Thank you, Michael. Next question is with respect to M&A. Can you comment on Abeona's expectations for M&A?

Michael Amoroso

executive
#11

Yes. Sure. I would love to. And if you were with us on our earnings call yesterday, you'll hear a reiteration. M&A is a very important part of what we do. Right now, we do believe we have -- there was a question that came in. We don't give exact burn rates right now on financial guidance, but I know, Ed, we'd share our cash position at the end of Q1 yesterday. We'll share that again in a moment. But we're always looking at M&A from a 2 standpoint view, which is are there partners out there with or in our respective therapeutic area disease states that we're researching that could propel our capabilities? Our knowledge base within this area, whether that could be in areas of clinical development, manufacturing, commercial capability. We're always looking at those partners. We have those conversations ongoing on a regular basis. Well, we always look at partners also that could help us out -- help us with our cash positions. So these are ongoing activities that are part of what I call normal small-cap daily activities, and we, at Abeona, are continuing to do the same.

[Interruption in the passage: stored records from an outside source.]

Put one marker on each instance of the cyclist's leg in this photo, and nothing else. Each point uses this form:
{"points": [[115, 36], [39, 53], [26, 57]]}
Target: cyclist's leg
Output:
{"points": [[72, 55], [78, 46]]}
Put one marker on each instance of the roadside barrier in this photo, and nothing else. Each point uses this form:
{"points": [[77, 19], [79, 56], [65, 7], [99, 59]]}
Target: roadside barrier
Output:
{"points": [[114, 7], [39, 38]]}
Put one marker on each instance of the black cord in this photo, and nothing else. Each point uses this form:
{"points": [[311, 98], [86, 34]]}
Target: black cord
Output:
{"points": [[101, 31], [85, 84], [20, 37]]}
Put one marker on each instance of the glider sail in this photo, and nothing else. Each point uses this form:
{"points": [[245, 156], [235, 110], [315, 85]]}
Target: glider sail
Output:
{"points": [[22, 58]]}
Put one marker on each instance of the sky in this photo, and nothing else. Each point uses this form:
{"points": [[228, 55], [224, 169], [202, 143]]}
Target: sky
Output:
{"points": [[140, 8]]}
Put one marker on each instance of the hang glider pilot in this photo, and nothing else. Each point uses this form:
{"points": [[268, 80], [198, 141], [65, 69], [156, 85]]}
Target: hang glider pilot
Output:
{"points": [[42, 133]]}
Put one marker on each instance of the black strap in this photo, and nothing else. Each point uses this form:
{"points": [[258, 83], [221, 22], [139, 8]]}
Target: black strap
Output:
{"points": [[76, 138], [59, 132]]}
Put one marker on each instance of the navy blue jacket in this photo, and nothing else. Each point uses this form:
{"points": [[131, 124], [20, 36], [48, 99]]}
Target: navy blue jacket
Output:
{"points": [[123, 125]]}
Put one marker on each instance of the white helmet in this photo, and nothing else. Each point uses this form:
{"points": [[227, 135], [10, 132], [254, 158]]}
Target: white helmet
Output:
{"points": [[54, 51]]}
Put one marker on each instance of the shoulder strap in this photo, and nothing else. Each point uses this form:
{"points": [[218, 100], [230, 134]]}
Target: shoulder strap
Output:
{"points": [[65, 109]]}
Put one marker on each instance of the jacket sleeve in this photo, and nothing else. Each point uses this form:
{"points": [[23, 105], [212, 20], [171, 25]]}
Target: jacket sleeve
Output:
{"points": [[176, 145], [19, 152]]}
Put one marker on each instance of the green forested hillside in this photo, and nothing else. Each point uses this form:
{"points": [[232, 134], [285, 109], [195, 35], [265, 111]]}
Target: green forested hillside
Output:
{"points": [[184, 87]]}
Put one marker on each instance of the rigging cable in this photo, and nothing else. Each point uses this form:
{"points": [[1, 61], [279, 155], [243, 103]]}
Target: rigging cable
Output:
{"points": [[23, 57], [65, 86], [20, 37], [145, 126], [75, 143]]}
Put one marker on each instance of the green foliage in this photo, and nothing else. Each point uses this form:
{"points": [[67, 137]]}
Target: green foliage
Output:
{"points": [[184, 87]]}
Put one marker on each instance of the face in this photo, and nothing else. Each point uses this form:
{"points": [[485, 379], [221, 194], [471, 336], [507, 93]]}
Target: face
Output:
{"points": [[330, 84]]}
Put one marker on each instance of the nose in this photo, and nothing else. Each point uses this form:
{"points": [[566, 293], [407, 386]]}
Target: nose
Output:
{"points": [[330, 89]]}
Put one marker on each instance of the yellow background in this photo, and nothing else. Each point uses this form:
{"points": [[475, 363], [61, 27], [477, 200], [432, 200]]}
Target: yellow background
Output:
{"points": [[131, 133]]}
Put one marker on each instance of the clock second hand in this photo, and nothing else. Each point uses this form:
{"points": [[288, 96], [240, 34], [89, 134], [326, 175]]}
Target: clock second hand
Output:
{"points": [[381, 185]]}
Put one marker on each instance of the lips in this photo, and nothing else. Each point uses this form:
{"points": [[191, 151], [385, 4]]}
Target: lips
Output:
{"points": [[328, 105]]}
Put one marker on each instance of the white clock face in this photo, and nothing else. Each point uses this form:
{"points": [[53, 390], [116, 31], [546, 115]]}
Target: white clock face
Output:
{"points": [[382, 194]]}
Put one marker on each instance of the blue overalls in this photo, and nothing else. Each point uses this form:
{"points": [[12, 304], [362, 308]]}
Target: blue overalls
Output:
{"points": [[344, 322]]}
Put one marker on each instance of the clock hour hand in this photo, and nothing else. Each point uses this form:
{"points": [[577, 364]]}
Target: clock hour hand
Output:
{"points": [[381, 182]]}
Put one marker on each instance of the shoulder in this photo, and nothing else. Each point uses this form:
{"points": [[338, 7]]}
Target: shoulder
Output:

Ed, would you state -- restate for us, please, our cash position at the end of Q1 that was reported yesterday?

Edward Carr

executive
#12

Yes, sure. The year-end cash was, I think, about $86.7 million. I'm sure we don't mention -- we don't comment on our financing strategy. But as we said yesterday, we believe we have sufficient cash resources fit to propel us to keep regulatory milestones. So we feel good where we're at.

Michael Amoroso

executive
#13

Thank you, Ed.

Gregory Gin

executive
#14

Okay. The next question, actually, I'll take. The next question is the Taysha and [ corenea ], the obligation that from a potential REGENX arbitration outcome. So whether Taysha needs a license to AAV9 from REGENX for any of its products would be a legal conclusion that we can't comment on at this time. And at this time, that concludes the questions.

Michael Amoroso

executive
#15

Well, thank you. I think we appreciate shareholders for dialing in. And with no further ado, we'll turn it back over to Steve.

Steven Rouhandeh

executive
#16

Thank you, Michael. I'll repeat that just in case people didn't hear me. Lou Larson of L2 Elections, LLC has been appointed to serve as inspector of election for this meeting. With no further questions, I will now take a motion to accept the report of the inspector and adjourn the meeting.

Michael Amoroso

executive
#17

Go ahead, Steve. You repeat then Ed will respond.

Steven Rouhandeh

executive
#18

Sure. With no further questions, I will now take a motion to accept the report to the inspector and adjourn the meeting.

Edward Carr

executive
#19

Okay. Q4, please make sure both lines are open, please. I move that the report of the inspector be accepted, and then all ballots be filed with the secretary upon the adjournment of the meeting.

Michael Amoroso

executive
#20

I second the motion.

Steven Rouhandeh

executive
#21

Will those in favor, say aye, those opposed, no.

Edward Carr

executive
#22

Aye.

Steven Rouhandeh

executive
#23

The motion is carried. There are no other formal items of business to be brought before the meeting. Unless there's any further business to come before the meeting, may I have a motion to adjourn?

Edward Carr

executive
#24

I move that we adjourn.

Michael Amoroso

executive
#25

I second the motion.

Steven Rouhandeh

executive
#26

Well, those in favor say aye. Those opposed, no.

Edward Carr

executive
#27

Aye.

Steven Rouhandeh

executive
#28

The motion is carried. The motion is carried, the meeting is adjourned.